Il appartient en premier lieu à la cour de statuer sur le point de savoir, comme le soutient Maître [L], si l'article 6 de la convention équivaut seulement à une clause pénale ou bien s'il s'agit des honoraires dûs à titre forfaitaire après dessaisissement de l'avocat.
L'inexécution ou le retard mis par l'un des contractants à exécuter ses obligations, entraîne pour l'autre partie au contrat un dommage qui se résout en dommage-intérêts qui peuvent être prévus dans une clause pénale.
Force est de constater que l'article 6 de la convention ne fait aucunement référence à des dommages et intérêts, mais précise seulement que la somme forfaitaire de 20 000 euros correspond à 1 % de la part successorale de Madame [I] et est due quel que soit le travail accompli par l'avocat.
Enfin, la somme forfaitaire prévue à cette clause ne peut pas correspondre à une indemnité qui serait liée à l'inexécution des obligations de la cliente, dès lors que le mandant est libre de révoquer son mandat, sauf à ne pas commettre un abus de droit, ce qui n'est pas soutenu en l'espèce.
En conséquence, l'indemnité contractuelle prévue en cas résiliation constitue un simple aménagement des conditions de rupture du contrat et, dès lors, ne représente que le prix de la faculté de résiliation unilatérale, en dehors de toute notion d'inexécution, de sorte qu'elle n'a pas le caractère d'une clause pénale susceptible d'être modifiée par le juge mais d'une clause de dédit.
Madame [I] reconnaît elle-même dans ses écritures que 'la clause convenue entre les parties qui est claire et précise doit s'appliquer'.
Elle en demande cependant la réduction, au motif que Maître [L] n'aurait travaillé que 31 heures sur son dossier.
Mais la clause de dédit n'est pas soumise à réduction judiciaire, dès lors que les parties ont seulement prévu une compensation en cas d'exercice du droit de rétractation du contrat.
Il appartient en conséquence au juge de l'honoraire d'appliquer les dispositions contractuelles et de dire que Madame [I] est tenue au paiement de la somme de 20 000 euros HT, de laquelle il convient de déduire la somme de 1 500 euros HT déjà réglée et de dire que les intérêts sont dûs à compter de la présente décision qui a procédé à la fixation du montant des honoraires.
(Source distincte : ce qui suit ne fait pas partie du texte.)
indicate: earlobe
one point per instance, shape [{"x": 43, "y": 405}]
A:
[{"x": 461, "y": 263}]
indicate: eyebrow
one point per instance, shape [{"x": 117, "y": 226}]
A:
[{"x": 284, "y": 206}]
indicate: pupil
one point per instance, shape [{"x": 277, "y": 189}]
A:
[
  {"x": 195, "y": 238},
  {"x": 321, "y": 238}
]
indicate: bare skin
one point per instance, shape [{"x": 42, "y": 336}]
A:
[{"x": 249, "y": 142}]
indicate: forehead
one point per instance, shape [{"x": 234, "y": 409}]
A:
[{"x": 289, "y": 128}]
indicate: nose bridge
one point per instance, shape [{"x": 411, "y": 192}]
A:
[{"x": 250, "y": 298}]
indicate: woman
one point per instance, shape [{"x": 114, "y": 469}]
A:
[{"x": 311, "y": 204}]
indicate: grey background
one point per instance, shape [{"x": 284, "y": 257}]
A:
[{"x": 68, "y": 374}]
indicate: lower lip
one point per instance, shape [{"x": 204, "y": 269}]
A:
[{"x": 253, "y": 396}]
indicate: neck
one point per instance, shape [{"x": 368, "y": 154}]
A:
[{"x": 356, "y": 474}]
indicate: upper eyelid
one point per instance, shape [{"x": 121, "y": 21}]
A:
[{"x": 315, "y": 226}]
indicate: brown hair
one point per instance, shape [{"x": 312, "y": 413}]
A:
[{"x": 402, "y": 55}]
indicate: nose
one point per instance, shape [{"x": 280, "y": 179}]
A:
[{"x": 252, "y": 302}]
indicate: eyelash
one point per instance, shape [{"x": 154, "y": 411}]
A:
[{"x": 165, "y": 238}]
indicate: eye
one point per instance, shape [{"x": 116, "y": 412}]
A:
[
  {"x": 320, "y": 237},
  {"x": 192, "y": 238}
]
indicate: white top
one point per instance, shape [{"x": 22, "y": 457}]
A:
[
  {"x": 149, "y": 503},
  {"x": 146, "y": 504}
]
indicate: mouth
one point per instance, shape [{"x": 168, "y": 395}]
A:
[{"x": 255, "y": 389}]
Madame [I] est tenue de régler les frais et débours qui ne sont pas compris dans les honoraires et qui sont justifiés à hauteur de 208,24 euros.
Il n'est pas inéquitable de laisser à la charge des parties les frais exposés au titre de l'article 700 du code de procédure civile.
PAR CES MOTIFS
Statuant en dernier ressort, publiquement par mise à disposition au Greffe et par décisison contradictoire
Infirme la décision déférée,
Statuant à nouveau,
Fixe les honoraires dûs à Maître [L] à la somme de 20 000 euros HT,
Constate le versement de la somme de 1 500 euros HT,
Condamne en conséquence Madame [I] à régler à Maître [L] la somme de 18 500 euros HT, outre la TVA de 20 %, avec intérêts au taux légal à compter de la présente décision,
Condamne Madame [I] à régler à Maître [L] la somme de 208,24 euros à titre de frais,
Condamne Madame [I] aux dépens,
Dit qu'en application de l'article 177 du décret n° 91-1197 du 27 novembre 1991, l'arrêt sera notifié aux parties par le greffe de la cour par lettre recommandée avec accusé de réception et vaut convocation à l'audience.